Pero ¿es a Freud a quien revierte la obra de Proust, además de lo dicho sobre Ruskin; o es Freud también un eco, una modulación de otro autor, pareja a la que Proust obró sobre el esteta británico? Sin salirnos de la crítica de arte, en su ensayo dedicado al Moisés de Miguel Ángel, Freud confiesa que su método psicoanalítico lo ha extraído, en parte, de un crítico de arte ruso, Iván Lermolieff, el cual "había provocado una revolución en los museos de Europa, al revisar la atribución de muchos cuadros, al enseñar a distinguir con seguridad las copias de los originales". Luego, Freud supo que Lermolieff era el pseudónimo del médico y senador italiano Giovanni Morelli, cuyo método consistía en observar los detalles secundarios, la maniera inconsciente, que cada artista ejecuta de un modo particular y distintivo. Método éste, como sabemos –ascender desde el recuerdo involuntario a la secreta arboladura anímica del paciente–, que Freud adoptará en el psicoanálisis. Pero que también será, como decíamos, el procedimiento encontrado por Proust, marchando desde el aroma de una magdalena al universo infantil de Combray, en el primer capítulo de Por el camino de Swann. Y acaso no sea necesario recordar que la ambición y la singularidad de Ruskin fue la de reconstruir, a partir de un humilde sillar, de una oculta figura de granito, el monto espiritual del medievo.

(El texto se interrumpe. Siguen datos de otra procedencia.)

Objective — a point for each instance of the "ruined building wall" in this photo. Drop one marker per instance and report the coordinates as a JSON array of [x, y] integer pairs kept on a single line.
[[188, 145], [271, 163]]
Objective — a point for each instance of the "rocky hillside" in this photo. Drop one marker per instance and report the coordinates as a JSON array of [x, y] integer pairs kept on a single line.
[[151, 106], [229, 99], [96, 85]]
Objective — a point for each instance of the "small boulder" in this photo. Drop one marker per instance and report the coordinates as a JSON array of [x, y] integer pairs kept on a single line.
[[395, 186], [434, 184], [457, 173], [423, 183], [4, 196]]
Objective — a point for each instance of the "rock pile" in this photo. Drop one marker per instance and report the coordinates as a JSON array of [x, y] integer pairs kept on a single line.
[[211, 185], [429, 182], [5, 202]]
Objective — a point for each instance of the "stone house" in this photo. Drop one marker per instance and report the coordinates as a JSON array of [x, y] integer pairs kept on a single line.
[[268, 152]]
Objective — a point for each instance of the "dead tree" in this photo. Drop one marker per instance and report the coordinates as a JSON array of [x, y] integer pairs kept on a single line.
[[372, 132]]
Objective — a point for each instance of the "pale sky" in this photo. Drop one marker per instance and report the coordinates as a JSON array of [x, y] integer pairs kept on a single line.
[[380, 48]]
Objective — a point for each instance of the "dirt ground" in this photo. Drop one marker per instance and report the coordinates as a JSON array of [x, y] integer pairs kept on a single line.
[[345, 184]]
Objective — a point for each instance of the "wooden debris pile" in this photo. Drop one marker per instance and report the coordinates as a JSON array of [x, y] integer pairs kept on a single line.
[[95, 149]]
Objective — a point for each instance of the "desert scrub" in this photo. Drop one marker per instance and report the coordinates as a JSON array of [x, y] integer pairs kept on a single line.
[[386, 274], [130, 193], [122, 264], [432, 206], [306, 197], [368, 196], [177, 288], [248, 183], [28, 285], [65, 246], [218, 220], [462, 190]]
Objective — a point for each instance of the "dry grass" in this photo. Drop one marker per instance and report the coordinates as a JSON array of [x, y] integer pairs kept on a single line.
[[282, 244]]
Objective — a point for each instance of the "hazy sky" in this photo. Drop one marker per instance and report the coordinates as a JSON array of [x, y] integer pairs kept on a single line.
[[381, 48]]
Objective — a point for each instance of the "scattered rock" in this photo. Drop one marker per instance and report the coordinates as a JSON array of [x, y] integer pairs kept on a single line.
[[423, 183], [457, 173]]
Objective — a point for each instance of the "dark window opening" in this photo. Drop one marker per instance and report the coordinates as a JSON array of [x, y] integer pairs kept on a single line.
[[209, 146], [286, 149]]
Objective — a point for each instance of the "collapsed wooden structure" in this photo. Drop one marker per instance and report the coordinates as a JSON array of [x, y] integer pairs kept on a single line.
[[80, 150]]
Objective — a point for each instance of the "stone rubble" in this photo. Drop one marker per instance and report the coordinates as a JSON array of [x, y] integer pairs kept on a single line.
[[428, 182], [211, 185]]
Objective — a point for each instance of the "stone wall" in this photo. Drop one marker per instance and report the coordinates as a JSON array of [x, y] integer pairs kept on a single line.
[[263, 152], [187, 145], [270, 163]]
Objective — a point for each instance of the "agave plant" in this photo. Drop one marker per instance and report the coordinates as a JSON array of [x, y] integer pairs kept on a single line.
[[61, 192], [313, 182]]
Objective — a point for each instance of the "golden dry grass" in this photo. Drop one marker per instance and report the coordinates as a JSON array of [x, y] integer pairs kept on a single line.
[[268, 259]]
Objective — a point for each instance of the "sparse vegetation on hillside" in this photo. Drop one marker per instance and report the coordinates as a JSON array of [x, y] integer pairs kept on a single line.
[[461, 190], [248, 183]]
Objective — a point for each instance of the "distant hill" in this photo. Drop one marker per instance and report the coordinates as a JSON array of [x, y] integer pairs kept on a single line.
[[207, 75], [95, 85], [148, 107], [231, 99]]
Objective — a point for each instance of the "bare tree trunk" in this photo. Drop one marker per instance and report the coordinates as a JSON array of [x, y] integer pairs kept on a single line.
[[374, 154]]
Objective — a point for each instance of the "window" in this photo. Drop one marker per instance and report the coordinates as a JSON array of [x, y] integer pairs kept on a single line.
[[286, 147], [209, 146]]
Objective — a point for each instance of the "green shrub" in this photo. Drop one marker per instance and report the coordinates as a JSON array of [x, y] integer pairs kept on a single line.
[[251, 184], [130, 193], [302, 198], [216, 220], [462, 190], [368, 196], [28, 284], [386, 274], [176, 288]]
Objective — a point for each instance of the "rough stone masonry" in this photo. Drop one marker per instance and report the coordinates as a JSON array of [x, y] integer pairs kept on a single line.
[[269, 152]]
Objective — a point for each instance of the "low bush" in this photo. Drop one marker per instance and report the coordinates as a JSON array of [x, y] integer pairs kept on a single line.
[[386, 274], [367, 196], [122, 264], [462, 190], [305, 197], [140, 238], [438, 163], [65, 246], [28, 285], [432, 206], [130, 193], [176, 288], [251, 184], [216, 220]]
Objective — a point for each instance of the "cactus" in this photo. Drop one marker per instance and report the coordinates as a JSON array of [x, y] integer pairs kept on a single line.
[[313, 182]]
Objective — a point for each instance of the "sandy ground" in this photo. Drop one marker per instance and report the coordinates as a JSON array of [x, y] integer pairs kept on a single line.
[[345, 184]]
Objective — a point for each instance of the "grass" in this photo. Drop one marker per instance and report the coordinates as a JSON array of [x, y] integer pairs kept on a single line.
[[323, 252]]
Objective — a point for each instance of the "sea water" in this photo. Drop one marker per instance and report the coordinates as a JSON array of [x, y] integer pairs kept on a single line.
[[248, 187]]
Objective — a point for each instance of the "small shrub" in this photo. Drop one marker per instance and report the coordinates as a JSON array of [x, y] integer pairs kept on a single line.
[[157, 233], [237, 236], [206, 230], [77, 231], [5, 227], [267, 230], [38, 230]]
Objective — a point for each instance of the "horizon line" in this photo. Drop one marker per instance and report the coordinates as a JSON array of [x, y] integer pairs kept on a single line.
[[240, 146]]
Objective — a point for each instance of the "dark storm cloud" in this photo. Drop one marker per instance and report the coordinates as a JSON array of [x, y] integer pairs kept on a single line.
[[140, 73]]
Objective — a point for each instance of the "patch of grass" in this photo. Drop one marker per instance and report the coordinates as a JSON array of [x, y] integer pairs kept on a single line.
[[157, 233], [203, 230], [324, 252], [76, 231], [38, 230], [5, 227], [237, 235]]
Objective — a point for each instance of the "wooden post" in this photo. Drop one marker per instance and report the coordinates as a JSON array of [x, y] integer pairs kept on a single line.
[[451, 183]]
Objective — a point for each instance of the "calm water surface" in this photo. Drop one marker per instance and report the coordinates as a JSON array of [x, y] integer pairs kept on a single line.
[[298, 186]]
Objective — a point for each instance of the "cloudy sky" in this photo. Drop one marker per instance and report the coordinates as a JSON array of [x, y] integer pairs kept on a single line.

Esto quiere decir, como parece obvio, que existía una coincidencia metodológica que afectó al arte, a la literatura y a la clínica, y que pudiéramos remontar, sumariamente, a Locke. Pero quiere decir, en primer término, que Proust conservó el método, la prospectiva de Ruskin, aun cuando difería ya de sus objetivos. Unos objetivos que considera nobles, pero erróneos, en el prefacio a su traducción de La Biblia de Amiens; pero que algo más tarde, al prologar su Sésamo y lilas, habrá sustituido por otros. Esos otros son, no ya la belleza y la fortaleza espiritual que Ruskin encuentra en Las piedras de Venecia, sino un parpadeo ambarino del ayer, de la felicidad pueril, a través de cualquier objeto amado. No se trata, por tanto, de acceder a una elevación espiritual, como también proponía Morris, por el vehículo de un objeto hermoso. Se trata, por contra, de acceder al orbe neblinoso del recuerdo, utilizando para ello, como una insospechada lámpara maravillosa, el anodino retrato de un viejo húsar. Esto es, cualquier residuo del ayer, siempre que ese ayer fuera el ayer común donde Proust y los suyos, donde los temores del Proust niño y la dulzura adusta de su madre coincidieron.

Recordemos, a este respecto, que Nietzsche, en 1871, año del nacimiento de Proust, había imaginado la cultura clásica como el residuo, como el indicio, como la frontera última con lo dionisíaco, en contacto con la prevención del hombre civilizado. Este mismo pensamiento alusivo es el que, de algún modo, penetra la obra toda de Proust. En su doméstico ritual de la magdalena mojada en té, Proust está convocando, como Nietzsche a Pan y Dionisios, las potencias incontroladas que conforman, internamente, al hombre. En el caso de Proust, es Mnemósine quien acude. Pero una Mnemósine que se sabe hija del hombre y cuya encarnadura, cuya silueta misma, es una obra especular y movediza del recuerdo. He ahí la tierra conquistada por Proust al alborear del siglo XX. Una tierra hecha con sus lágrimas y esperanzas, y cuya orografía tuvo la misma consistencia, el mismo cielo pálido, que sus sueños.